CHAPTER X.
OF PITY OR COMPASSION.
_Pity_ is a perturbation of the mind, arising from the apprehension of hurt or trouble to another that doth not deserve it, and which he thinks may happen to himself or his.
And because it appertains to _pity_ to think that he, or his, may fall into the misery he pities in others; it follows that they be _most compassionate_: who have passed through misery. And old men. And weak men. And timorous men. And learned men. And such as have parents, wife and children. And such as think there be honest men.
And that they are _less compassionate_: who are in great despair. Who are in great prosperity. And they that are angry; for they consider not. And they that are very confident; for they also consider not. And they that are in the act of contumely; for neither do these consider. And they that are astonished with fear. And they that think no man honest.
The _things_ to be pitied are: such as grieve, and withal hurt. Such as destroy. And calamities of fortune, if they be great: as none or few friends, deformity, weakness, lameness, &c. And evil that arrives where good is expected. And after extreme evil, a little good. And through a man’s life to have no good offer itself; or being offered, not to have been able to enjoy it.

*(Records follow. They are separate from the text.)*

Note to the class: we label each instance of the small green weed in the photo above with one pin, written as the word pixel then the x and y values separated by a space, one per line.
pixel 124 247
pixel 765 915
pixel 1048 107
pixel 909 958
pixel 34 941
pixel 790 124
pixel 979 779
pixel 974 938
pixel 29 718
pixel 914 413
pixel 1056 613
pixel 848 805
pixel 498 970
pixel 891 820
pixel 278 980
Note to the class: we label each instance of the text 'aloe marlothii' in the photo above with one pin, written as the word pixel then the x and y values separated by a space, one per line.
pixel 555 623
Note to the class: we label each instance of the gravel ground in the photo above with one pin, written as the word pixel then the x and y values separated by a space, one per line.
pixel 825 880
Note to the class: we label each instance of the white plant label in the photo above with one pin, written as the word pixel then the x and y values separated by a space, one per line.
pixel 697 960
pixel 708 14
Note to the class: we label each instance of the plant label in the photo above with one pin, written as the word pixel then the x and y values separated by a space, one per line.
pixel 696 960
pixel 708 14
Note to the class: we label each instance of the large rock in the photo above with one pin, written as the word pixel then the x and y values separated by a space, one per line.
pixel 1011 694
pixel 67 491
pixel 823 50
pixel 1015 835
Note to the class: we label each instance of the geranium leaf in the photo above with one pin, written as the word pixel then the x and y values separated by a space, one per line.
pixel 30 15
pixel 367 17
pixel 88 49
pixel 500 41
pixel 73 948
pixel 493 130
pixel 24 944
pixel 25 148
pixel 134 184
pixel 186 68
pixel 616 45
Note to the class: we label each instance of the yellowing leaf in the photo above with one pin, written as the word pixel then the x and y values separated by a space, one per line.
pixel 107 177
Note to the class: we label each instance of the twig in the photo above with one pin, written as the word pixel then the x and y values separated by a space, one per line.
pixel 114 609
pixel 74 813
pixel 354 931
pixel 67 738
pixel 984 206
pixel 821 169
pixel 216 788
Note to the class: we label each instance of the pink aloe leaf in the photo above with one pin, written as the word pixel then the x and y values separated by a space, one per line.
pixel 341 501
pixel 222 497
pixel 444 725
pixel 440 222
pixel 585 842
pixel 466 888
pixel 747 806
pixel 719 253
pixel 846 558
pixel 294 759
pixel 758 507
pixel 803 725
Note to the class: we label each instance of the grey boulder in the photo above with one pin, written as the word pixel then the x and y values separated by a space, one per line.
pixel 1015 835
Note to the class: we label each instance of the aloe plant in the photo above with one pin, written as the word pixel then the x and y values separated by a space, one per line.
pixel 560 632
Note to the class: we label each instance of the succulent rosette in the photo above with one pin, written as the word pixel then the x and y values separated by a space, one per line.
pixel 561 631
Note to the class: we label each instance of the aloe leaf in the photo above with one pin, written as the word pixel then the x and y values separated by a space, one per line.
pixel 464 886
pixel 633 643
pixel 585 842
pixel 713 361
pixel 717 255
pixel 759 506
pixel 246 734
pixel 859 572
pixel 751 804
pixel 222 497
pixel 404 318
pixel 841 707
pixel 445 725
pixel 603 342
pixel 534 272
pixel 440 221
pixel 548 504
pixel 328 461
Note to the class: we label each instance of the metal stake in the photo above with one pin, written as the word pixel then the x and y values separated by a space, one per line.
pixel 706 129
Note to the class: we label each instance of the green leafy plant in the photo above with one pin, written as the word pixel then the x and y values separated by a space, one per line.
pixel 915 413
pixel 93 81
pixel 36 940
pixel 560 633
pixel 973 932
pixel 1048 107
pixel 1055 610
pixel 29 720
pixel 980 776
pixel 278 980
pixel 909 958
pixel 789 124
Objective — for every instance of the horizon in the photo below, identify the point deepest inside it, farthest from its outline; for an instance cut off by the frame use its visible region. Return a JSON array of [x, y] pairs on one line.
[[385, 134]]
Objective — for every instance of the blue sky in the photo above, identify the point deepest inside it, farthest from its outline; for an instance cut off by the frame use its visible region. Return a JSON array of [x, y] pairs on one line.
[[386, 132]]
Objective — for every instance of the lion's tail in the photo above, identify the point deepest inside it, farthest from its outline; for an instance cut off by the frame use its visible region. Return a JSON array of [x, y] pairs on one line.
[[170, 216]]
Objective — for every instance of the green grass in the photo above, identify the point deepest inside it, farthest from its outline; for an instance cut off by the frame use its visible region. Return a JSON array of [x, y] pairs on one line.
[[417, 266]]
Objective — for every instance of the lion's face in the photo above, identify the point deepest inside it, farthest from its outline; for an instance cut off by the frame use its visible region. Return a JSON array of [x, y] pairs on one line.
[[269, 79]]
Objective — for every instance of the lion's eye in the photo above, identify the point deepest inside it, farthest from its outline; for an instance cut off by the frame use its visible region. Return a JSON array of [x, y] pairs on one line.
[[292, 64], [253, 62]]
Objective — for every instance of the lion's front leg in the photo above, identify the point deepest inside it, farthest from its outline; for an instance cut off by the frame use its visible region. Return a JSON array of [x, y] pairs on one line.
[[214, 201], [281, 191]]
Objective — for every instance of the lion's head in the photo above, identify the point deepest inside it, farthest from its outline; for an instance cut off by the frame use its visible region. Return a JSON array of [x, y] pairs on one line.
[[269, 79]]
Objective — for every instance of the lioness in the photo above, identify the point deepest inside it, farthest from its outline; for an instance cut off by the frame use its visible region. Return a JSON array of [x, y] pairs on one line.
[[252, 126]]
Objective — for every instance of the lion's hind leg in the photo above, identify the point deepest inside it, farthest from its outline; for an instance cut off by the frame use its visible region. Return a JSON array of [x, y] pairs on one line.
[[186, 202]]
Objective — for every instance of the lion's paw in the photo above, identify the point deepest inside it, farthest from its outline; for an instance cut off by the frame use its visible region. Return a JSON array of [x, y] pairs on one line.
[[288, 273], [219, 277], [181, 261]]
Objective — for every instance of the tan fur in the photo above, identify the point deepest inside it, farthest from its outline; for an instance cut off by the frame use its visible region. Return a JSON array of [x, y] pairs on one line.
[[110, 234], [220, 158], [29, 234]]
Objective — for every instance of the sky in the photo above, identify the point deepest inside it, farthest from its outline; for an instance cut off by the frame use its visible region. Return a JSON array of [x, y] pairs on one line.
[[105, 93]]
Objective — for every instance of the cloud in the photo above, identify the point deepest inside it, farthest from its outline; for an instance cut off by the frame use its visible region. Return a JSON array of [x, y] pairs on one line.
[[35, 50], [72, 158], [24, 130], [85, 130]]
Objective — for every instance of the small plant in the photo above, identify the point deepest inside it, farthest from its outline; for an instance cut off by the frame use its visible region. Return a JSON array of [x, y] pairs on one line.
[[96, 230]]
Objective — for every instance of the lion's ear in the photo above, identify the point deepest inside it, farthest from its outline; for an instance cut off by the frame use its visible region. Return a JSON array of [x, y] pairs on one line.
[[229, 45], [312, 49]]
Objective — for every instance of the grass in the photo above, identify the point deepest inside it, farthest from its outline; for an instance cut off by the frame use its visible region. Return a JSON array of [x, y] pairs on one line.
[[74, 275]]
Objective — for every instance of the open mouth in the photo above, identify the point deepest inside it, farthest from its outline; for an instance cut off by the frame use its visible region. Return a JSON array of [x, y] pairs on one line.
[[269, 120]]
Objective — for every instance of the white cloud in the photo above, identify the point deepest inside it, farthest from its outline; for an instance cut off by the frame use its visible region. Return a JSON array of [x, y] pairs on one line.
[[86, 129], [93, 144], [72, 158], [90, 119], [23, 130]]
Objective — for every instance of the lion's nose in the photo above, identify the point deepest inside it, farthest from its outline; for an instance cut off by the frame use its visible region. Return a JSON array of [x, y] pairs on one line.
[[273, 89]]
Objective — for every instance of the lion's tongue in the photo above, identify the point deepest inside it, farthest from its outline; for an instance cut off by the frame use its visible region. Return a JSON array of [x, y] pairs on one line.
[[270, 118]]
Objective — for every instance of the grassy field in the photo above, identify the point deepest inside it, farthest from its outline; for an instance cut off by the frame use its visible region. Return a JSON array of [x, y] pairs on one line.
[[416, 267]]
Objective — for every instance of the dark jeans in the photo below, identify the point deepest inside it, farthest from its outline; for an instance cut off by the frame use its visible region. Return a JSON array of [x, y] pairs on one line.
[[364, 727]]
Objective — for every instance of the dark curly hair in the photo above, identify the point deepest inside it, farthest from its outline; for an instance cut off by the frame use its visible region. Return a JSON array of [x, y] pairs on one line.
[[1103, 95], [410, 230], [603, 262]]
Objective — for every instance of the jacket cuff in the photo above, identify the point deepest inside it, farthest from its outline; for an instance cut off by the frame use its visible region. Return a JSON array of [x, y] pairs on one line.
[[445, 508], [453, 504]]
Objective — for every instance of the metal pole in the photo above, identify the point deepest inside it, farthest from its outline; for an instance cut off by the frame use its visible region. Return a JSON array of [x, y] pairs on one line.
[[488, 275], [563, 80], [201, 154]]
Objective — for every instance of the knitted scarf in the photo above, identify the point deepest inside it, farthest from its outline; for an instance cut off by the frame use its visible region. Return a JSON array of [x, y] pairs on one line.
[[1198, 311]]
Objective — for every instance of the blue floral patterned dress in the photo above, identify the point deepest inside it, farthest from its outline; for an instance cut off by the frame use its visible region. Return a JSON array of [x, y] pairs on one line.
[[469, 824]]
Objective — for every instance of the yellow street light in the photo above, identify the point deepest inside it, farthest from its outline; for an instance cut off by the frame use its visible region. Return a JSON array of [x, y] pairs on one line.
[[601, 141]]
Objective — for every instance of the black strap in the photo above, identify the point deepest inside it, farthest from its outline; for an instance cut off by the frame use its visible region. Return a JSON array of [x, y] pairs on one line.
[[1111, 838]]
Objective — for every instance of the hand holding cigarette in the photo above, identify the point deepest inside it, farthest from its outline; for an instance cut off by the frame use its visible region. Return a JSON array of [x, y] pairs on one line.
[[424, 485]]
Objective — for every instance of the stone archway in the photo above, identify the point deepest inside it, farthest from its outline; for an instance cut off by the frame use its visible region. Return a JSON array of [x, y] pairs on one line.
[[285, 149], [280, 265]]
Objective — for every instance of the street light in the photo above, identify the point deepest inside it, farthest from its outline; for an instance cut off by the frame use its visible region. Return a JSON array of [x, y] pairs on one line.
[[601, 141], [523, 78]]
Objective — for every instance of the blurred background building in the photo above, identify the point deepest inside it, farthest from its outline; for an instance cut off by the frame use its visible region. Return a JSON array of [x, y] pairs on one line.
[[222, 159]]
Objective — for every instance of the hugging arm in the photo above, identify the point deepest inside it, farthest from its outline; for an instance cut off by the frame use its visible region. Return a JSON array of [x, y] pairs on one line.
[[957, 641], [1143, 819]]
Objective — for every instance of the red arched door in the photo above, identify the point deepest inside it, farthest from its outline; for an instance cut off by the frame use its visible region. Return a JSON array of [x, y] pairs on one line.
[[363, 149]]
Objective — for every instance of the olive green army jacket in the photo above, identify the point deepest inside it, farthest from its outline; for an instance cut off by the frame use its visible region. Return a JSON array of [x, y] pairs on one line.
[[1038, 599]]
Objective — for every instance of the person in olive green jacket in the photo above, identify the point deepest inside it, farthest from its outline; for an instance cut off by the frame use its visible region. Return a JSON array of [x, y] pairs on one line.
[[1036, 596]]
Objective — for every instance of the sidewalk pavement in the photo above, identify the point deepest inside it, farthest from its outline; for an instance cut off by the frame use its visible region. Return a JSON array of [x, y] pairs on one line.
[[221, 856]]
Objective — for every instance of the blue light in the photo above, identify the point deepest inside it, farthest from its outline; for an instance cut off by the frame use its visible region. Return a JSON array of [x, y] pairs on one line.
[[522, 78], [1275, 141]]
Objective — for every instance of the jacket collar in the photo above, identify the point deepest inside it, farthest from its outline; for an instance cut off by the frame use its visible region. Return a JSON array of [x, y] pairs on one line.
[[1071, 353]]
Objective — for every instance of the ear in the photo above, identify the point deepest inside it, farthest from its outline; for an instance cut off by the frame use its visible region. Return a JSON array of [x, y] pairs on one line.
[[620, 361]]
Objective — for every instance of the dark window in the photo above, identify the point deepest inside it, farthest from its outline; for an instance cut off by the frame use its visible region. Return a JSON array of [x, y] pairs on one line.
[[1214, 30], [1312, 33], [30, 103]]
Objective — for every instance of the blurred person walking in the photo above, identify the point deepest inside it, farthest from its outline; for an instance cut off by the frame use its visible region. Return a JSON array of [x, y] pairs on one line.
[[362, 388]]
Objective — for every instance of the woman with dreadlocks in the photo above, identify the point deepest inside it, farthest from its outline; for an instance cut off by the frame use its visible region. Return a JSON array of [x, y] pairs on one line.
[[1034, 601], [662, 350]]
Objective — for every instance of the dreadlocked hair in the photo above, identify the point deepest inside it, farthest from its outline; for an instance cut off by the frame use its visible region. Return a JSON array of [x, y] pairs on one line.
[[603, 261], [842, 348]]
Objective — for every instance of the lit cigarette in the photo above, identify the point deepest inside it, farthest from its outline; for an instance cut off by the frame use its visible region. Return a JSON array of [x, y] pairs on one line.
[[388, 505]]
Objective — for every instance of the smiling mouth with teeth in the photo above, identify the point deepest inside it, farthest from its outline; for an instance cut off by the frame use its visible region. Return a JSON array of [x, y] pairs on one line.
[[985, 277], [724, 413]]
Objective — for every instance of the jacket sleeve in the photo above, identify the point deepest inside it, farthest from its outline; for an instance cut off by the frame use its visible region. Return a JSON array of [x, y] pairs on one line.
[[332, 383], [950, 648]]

_Men_ to be pitied are: such as are known to us, unless they be so near to us, as their hurt be our own. And such as be of our own years. Such as are like us in manners. Such as are of the same, or like stock. And our equals in dignity. Those that have lately suffered, or are shortly to suffer injury: and those that have the marks of injury past. And those that have the words or actions of them that be in present misery.